When chatter in the mainstream media and in the blogosphere intersects with scientific discourse, I’m always interested in the ways that citations do, or don’t, cross the border between those domains. In 2006, for example, while checking references for a podcast with Steve Burbeck about multicellular computing, I traced a meme about how we humans are really a hybrid of human and bacterial cells. The mainstream vector was a New York Times magazine story on obesity. It got to the blogosophere by way of a Wired News story. But the original Nature Biotechnology article mentioned in the Wired story was linked nowhere that I could find.

A comment from Gordon Mohr on yesterday’s item about Many Eyes prompted a similar analysis. Gordon asks:

…do the Many Eyes founders consider the statistical paradox that when testing large numbers of hypotheses, *most* recognized ’statistically significant’ results may in fact be false?

A good discussion of the issue is here:

http://www.marginalrevolution.com/marginalrevolution/2005/09/why_most_publis.html

To answer Gordon’s question, I don’t know, it didn’t come up in our conversation. But lets look at the conversation surrounding the PloS Medicine article cited in the blog entry to which Gordon points.

The blog entry itself was widely noticed, it has 31 del.icio.us bookmarks. What about the PloS Medicine article cited in this popular blog entry? It has only 6 del.icio.us bookmarks.

This is the URL cited by the marginalrevolution blog:

http://www.pubmedcentral.nih.gov/articlerender.fcgi?tool=pubmed&pubmedid=16060722

It’s not the most canonical form of the article’s URL. A more canonical form would be the base PubMed record:

http://www.ncbi.nlm.nih.gov/pubmed/16060722

That URL has 0 del.icio.us citations. However, now we cross over into the realm of scientific discourse. When you visit that PubMed URL, you’ll discover citations in the PubMed domain:

Comment in:
PLoS Med. 2005 Aug;2(8):e272.
PLoS Med. 2005 Nov;2(11):e361.
PLoS Med. 2005 Nov;2(11):e386; author reply e398.
PLoS Med. 2005 Nov;2(11):e395.
PLoS Med. 2007 Apr;4(4):e168.

There’s another canonical form for the PloS Medicine article, by the way. It has a Digital Oject Identifier (DOI):

http://dx.doi.org/10.1371/journal.pmed.0020124

Interestingly, there is 1 del.icio.us citation for that DOI.

So, what did the PloS Medicine folks have to say about the claim in the cited August 2005 PloS Medicine article?

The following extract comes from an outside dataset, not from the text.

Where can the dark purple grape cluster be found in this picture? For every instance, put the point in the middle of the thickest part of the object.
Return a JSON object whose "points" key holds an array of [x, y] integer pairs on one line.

Here’s an April 2007 reaction:

The mathematical proof offered for this in the PLoS Medicine paper shows merely that the more studies published on any subject, the higher the absolute number of false positive (and false negative) studies. It does not show what the papers’ graphs and text claim, viz, that the number of false claims will be a higher proportion of the total number of studies published (i.e., that the positive predictive value of each study decreases with increasing number of studies).

I’m not interested here in the claim and counterclaim. I’m interested in the process of discourse, in citation as the engine of that discourse, in the role that canonical identifiers play in citation, and in the disconnect between scientific and mainstream discourse.

It’s all happening on the web, but it’s happening in isolated ghettoes with few points of actual contact. How could we bring those worlds into closer contact?

Here’s one approach that could help. When the citation engines in the blogosphere find references in blog entries to scientific articles on the web, they could resolve those to their most canonical forms: DOIs, PubMed records. And they could make equivalences among those forms. That way, conversation in the blogosophere about a scientific article, and scientific conversation about the same article, would tend to hang together and would be discoverable in the same contexts.

Why does this matter? Well, the marginalrevolution blog is influential, widely cited in the blogosphere. The entry that cited the PLoS Medicine article was itself widely cited. But the PLoS Medicine reaction to the article is not part of the blog conversation. I had to work really hard to find it, and to include it here.

The conversation-tracking tools used by bloggers should discover scientific discourse related to a scientific article as easily as they discover blog discourse. Conversely, the conversation-tracking tools used by scientists should discover blog discourse as readily as scientific discourse. Public understanding of science would improve, and so would scientific understanding of the public.